Example: If your currently overarching objective is to raise brand awareness, encourage customers to comment on your Facebook page about the aspect of your brand they like the most. You can request that they get a minimum of x persons to like their comments from their circles of influence.
Example: If your currently overarching objective is to raise brand awareness, get to the point and tell them that you invite customers to make referrals via social media. Actively encourage this as opposed to waiting and hoping someone will be kind enough to do it. Provide incentives, like even a percentage of sales to referrals. To avert bad reviews, make yourself available if there are any questions or problems.   
Example: Encourage customers to interact with your published content (like blog posts). Not only should they publicly support posts whose content appeals to them but customers should also share these posts on social media and receive at least x likes. 
Example: Encourage customers to create touch-points between the brand and their friends, simply by discussing the brand. Consider the friends' stage within the sales funnel to establish the objective of that promotion. Consequently, if the brand is new and needs to generate brand awareness, you may specifically encourage the customers to discuss matters related to the brand, like the brand's core values as  you should have already clearly described in the brand's social or other mission statements with which his circle of influence can most relate.

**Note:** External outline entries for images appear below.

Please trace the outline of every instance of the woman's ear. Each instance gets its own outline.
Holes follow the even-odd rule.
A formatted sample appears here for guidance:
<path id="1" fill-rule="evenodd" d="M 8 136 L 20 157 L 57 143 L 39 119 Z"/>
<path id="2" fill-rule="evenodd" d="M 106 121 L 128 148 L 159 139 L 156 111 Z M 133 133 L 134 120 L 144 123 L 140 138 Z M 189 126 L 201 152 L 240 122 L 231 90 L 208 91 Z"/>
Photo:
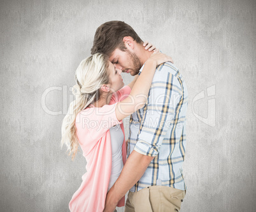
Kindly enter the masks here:
<path id="1" fill-rule="evenodd" d="M 134 41 L 131 36 L 124 37 L 123 41 L 125 47 L 129 50 L 133 50 L 134 48 Z"/>
<path id="2" fill-rule="evenodd" d="M 104 92 L 110 92 L 110 88 L 107 84 L 103 84 L 101 87 L 101 89 Z"/>

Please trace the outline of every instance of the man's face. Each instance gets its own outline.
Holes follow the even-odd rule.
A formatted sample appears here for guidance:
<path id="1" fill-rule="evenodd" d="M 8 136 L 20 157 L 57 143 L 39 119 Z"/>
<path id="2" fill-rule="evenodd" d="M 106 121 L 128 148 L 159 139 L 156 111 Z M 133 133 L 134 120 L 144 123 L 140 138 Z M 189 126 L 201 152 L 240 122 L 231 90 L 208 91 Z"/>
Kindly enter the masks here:
<path id="1" fill-rule="evenodd" d="M 123 51 L 117 48 L 109 60 L 117 69 L 123 72 L 130 73 L 131 76 L 138 74 L 143 65 L 138 56 L 129 50 Z"/>

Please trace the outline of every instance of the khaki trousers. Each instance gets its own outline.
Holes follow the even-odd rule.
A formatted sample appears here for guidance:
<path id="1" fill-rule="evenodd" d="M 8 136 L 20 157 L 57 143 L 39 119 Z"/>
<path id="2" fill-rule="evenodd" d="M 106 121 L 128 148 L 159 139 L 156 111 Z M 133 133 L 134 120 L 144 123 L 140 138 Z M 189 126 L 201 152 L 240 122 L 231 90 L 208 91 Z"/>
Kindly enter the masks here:
<path id="1" fill-rule="evenodd" d="M 125 212 L 180 211 L 186 192 L 167 186 L 155 185 L 136 192 L 129 192 Z"/>

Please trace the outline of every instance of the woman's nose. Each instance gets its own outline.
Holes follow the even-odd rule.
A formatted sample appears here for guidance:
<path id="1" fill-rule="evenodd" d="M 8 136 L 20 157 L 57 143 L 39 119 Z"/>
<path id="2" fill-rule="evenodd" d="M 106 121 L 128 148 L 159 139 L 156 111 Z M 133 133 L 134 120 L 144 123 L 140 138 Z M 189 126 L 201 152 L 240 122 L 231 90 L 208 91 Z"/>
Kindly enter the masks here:
<path id="1" fill-rule="evenodd" d="M 121 75 L 121 73 L 122 73 L 122 70 L 121 69 L 116 68 L 115 70 L 117 70 L 117 72 L 119 75 Z"/>

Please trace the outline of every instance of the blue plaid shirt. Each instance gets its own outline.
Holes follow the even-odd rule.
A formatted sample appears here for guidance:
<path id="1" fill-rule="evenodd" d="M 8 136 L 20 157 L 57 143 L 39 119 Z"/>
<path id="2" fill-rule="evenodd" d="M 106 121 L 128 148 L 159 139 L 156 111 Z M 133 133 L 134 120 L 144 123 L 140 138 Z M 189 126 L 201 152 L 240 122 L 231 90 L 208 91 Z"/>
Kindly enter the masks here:
<path id="1" fill-rule="evenodd" d="M 182 163 L 187 104 L 187 86 L 177 68 L 170 62 L 158 66 L 146 104 L 131 116 L 127 150 L 128 157 L 134 150 L 155 157 L 130 191 L 152 185 L 186 189 Z"/>

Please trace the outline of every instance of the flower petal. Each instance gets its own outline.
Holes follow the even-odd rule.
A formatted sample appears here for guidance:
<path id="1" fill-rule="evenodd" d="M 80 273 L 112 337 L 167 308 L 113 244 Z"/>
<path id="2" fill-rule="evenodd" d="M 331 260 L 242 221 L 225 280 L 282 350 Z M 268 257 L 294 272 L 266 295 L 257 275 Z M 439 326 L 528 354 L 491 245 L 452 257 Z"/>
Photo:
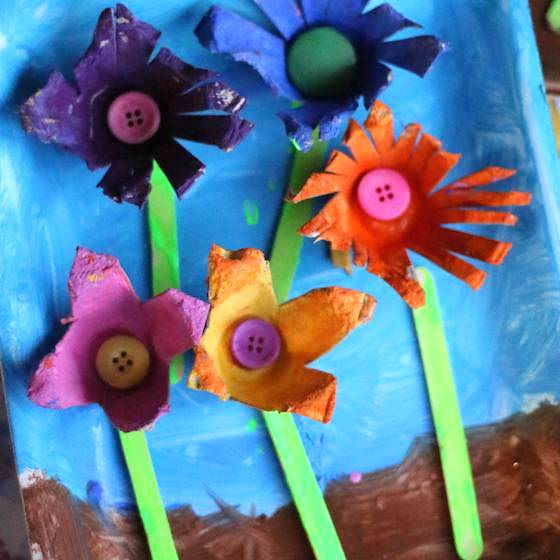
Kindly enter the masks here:
<path id="1" fill-rule="evenodd" d="M 505 169 L 503 167 L 485 167 L 476 173 L 462 177 L 453 181 L 447 188 L 453 189 L 472 189 L 482 185 L 495 183 L 496 181 L 503 181 L 509 179 L 516 174 L 515 169 Z"/>
<path id="2" fill-rule="evenodd" d="M 151 191 L 152 159 L 137 157 L 115 161 L 98 184 L 115 202 L 142 208 Z"/>
<path id="3" fill-rule="evenodd" d="M 324 424 L 332 418 L 336 378 L 330 373 L 311 368 L 294 370 L 289 383 L 270 383 L 268 389 L 257 408 L 291 412 Z"/>
<path id="4" fill-rule="evenodd" d="M 167 290 L 144 303 L 152 346 L 169 363 L 198 344 L 206 325 L 209 305 L 179 290 Z"/>
<path id="5" fill-rule="evenodd" d="M 122 4 L 117 4 L 115 17 L 117 68 L 121 78 L 134 79 L 146 68 L 161 33 Z"/>
<path id="6" fill-rule="evenodd" d="M 250 64 L 276 93 L 292 100 L 301 98 L 288 78 L 285 43 L 280 37 L 216 6 L 199 23 L 196 35 L 210 51 Z"/>
<path id="7" fill-rule="evenodd" d="M 254 0 L 254 2 L 286 39 L 291 39 L 305 26 L 297 0 Z"/>
<path id="8" fill-rule="evenodd" d="M 407 27 L 420 27 L 417 23 L 405 18 L 390 4 L 381 4 L 366 12 L 361 18 L 362 36 L 368 46 L 394 35 Z"/>
<path id="9" fill-rule="evenodd" d="M 237 115 L 176 115 L 169 123 L 173 136 L 212 144 L 226 152 L 237 146 L 252 129 L 252 123 Z"/>
<path id="10" fill-rule="evenodd" d="M 204 174 L 206 166 L 179 142 L 163 138 L 155 149 L 154 157 L 181 198 Z"/>
<path id="11" fill-rule="evenodd" d="M 237 113 L 246 99 L 222 82 L 210 82 L 189 90 L 169 103 L 172 113 L 196 113 L 198 111 L 224 111 Z"/>
<path id="12" fill-rule="evenodd" d="M 41 142 L 58 144 L 85 160 L 91 168 L 110 162 L 110 150 L 94 149 L 88 139 L 89 119 L 77 92 L 60 72 L 53 72 L 45 87 L 21 107 L 25 131 Z"/>
<path id="13" fill-rule="evenodd" d="M 420 134 L 421 127 L 417 124 L 409 124 L 405 127 L 390 152 L 383 156 L 382 165 L 404 170 L 410 162 L 410 158 Z"/>
<path id="14" fill-rule="evenodd" d="M 346 288 L 320 288 L 280 306 L 286 351 L 304 364 L 316 360 L 371 319 L 375 300 Z"/>
<path id="15" fill-rule="evenodd" d="M 169 49 L 161 49 L 148 67 L 151 82 L 159 90 L 162 99 L 173 101 L 200 82 L 211 80 L 215 73 L 187 64 Z"/>
<path id="16" fill-rule="evenodd" d="M 99 402 L 113 391 L 94 366 L 97 349 L 107 338 L 128 334 L 150 344 L 142 304 L 114 257 L 79 248 L 68 288 L 71 326 L 29 387 L 29 398 L 49 408 Z"/>
<path id="17" fill-rule="evenodd" d="M 445 44 L 432 35 L 421 35 L 400 41 L 388 41 L 377 47 L 380 60 L 425 76 L 436 58 L 445 50 Z"/>
<path id="18" fill-rule="evenodd" d="M 125 391 L 106 385 L 99 404 L 121 432 L 142 430 L 169 412 L 169 364 L 159 359 L 137 387 Z"/>
<path id="19" fill-rule="evenodd" d="M 63 409 L 97 402 L 101 381 L 83 336 L 80 322 L 71 325 L 54 352 L 41 361 L 27 391 L 34 403 Z"/>
<path id="20" fill-rule="evenodd" d="M 319 127 L 319 138 L 323 141 L 334 138 L 348 121 L 358 103 L 355 99 L 335 102 L 310 102 L 278 116 L 284 121 L 288 136 L 298 148 L 307 151 L 313 145 L 313 130 Z"/>
<path id="21" fill-rule="evenodd" d="M 301 0 L 309 26 L 332 25 L 351 31 L 369 0 Z"/>
<path id="22" fill-rule="evenodd" d="M 78 248 L 68 289 L 74 320 L 95 317 L 98 325 L 107 329 L 124 327 L 129 319 L 141 320 L 141 302 L 119 261 L 111 255 Z"/>
<path id="23" fill-rule="evenodd" d="M 502 226 L 517 224 L 517 216 L 511 212 L 451 208 L 441 210 L 437 217 L 441 224 L 497 224 Z"/>
<path id="24" fill-rule="evenodd" d="M 93 39 L 74 67 L 74 76 L 81 94 L 101 91 L 117 75 L 117 43 L 112 8 L 103 10 L 97 21 Z"/>

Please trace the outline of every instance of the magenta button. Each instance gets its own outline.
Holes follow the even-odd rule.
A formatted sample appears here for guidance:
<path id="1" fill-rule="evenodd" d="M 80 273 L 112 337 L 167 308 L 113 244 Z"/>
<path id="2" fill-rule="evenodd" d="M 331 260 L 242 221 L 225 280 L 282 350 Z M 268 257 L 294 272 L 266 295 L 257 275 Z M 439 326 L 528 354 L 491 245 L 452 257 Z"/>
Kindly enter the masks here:
<path id="1" fill-rule="evenodd" d="M 398 218 L 410 204 L 408 181 L 392 169 L 374 169 L 366 173 L 358 186 L 362 210 L 376 220 Z"/>
<path id="2" fill-rule="evenodd" d="M 140 91 L 119 95 L 107 112 L 110 131 L 125 144 L 148 141 L 158 131 L 160 122 L 161 113 L 157 103 Z"/>
<path id="3" fill-rule="evenodd" d="M 246 369 L 269 366 L 280 355 L 282 341 L 276 327 L 262 319 L 247 319 L 237 325 L 231 337 L 231 353 Z"/>

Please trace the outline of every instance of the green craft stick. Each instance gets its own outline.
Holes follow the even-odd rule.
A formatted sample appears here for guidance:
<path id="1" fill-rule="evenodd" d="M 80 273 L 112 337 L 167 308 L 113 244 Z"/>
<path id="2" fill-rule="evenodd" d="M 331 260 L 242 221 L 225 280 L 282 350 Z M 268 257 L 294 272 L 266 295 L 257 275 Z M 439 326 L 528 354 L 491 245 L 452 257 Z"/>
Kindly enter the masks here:
<path id="1" fill-rule="evenodd" d="M 420 268 L 416 272 L 426 292 L 426 305 L 413 310 L 413 316 L 440 450 L 455 548 L 463 560 L 477 560 L 482 556 L 484 544 L 467 438 L 457 402 L 436 287 L 426 269 Z"/>
<path id="2" fill-rule="evenodd" d="M 546 20 L 554 31 L 560 32 L 560 0 L 552 0 L 546 12 Z"/>
<path id="3" fill-rule="evenodd" d="M 167 177 L 154 161 L 152 192 L 148 198 L 148 226 L 152 248 L 152 292 L 161 294 L 169 288 L 181 287 L 179 275 L 179 241 L 175 193 Z M 181 380 L 184 357 L 177 356 L 169 368 L 171 383 Z"/>
<path id="4" fill-rule="evenodd" d="M 119 432 L 153 560 L 179 560 L 144 432 Z"/>
<path id="5" fill-rule="evenodd" d="M 316 133 L 314 138 L 317 138 Z M 326 151 L 327 145 L 318 140 L 315 140 L 313 147 L 308 152 L 300 152 L 297 149 L 294 151 L 289 193 L 297 194 L 309 176 L 320 170 Z M 306 200 L 299 204 L 284 202 L 282 205 L 270 254 L 272 282 L 280 302 L 288 299 L 299 264 L 303 237 L 298 230 L 310 218 L 311 201 Z"/>
<path id="6" fill-rule="evenodd" d="M 298 192 L 311 173 L 321 168 L 326 149 L 326 144 L 316 141 L 309 152 L 295 152 L 290 192 Z M 283 205 L 270 257 L 279 302 L 288 299 L 303 245 L 298 229 L 310 217 L 308 202 Z M 344 550 L 292 415 L 263 412 L 263 416 L 315 557 L 344 560 Z"/>
<path id="7" fill-rule="evenodd" d="M 263 412 L 303 528 L 317 560 L 344 560 L 344 550 L 291 414 Z"/>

If part of your unique value proposition relates to offering products that are healthier and more environmentally friendly because they do not have petroleum products, ask your customers to discuss their views on the dangers of petroleum products. Don't be shy to 'casually prompt' them with some helpful information in a blog post that includes the type of information you want them to say. Stand back and allow the customer to take the credit and admiration of his / her hopefully newly engaged friends. As usual for any form of customer communication / promotion, ensure the message to the third parties carries a Call to Action (CTA) that meets your overarching strategic objective (or current marketing mission statement).
Example: The company Predator Nutrition used '360-degree customer engagement' by rewarding points to its loyalty members not only for purchases but also for reviewing products, referring friends and following on multiple social media networks like Facebook, Twitter, Instagram and so on. 

2. Reward customers to meet their needs. Maslow's 'Hierarchy of Needs' suggests that a human needs motivate his or her behavior. However, if you recognize that modern consumers are complex with ever higher expectations of businesses, price discounts alone will not stoke the type of emotional connection you need in order to get the customer's loyalty. In Maslow's hierarchy, the higher human needs to which you ought to target include: level 3 needs of love and belonging, level 4 needs of esteem and level 5 needs of self actualization. (Lower level needs 1 and 2 relate to physiological needs (like food and shelter) and then safety. This is not to say that the lower needs are completely irrelevant. After all, Herzberg's 'Hygiene Factors Theory' posits that some factors are true motivators of behavior and therefore rightly named 'motivation factors' while other factors may be likened to hygiene as it relates to physical health, ie it is nice to have but will not make any significant difference in health. In other words, factors that provide your customer with physiological needs like price discounts are likely to be only nice-to-have but will not motivate their true loyalty. Conversely, other rewards that target higher needs will actually motivate true and lasting loyalty.
Example: Give customers an exclusive add-on product on service to your main product that adds the customer's overall value perception like free shipping, personalization options at a reduced rate. Your customer already has an intrinsic interest in your product. So keep his interest by exceeding his / her expectations with something extra!
Example: Give customers an exclusive invitation to an enjoyable tour of your workplace for a behind-the-scenes tour and maybe a souvenir that is also scarce (somehow through being relative difficulty to get). (See how scarcity and exclusivity and urgency marketing are powerful emotional marketing motivators) An exclusive invitation, which is essentially offering membership (albeit short-lived) to a special group, satisfies the 3rd level need for belonging. Such meetings might occur only once or twice yearly for a limited number of customers. Stoke that emotional connection! If you can get the most out of the situation by taking photos that the customer can share on social media, all the better.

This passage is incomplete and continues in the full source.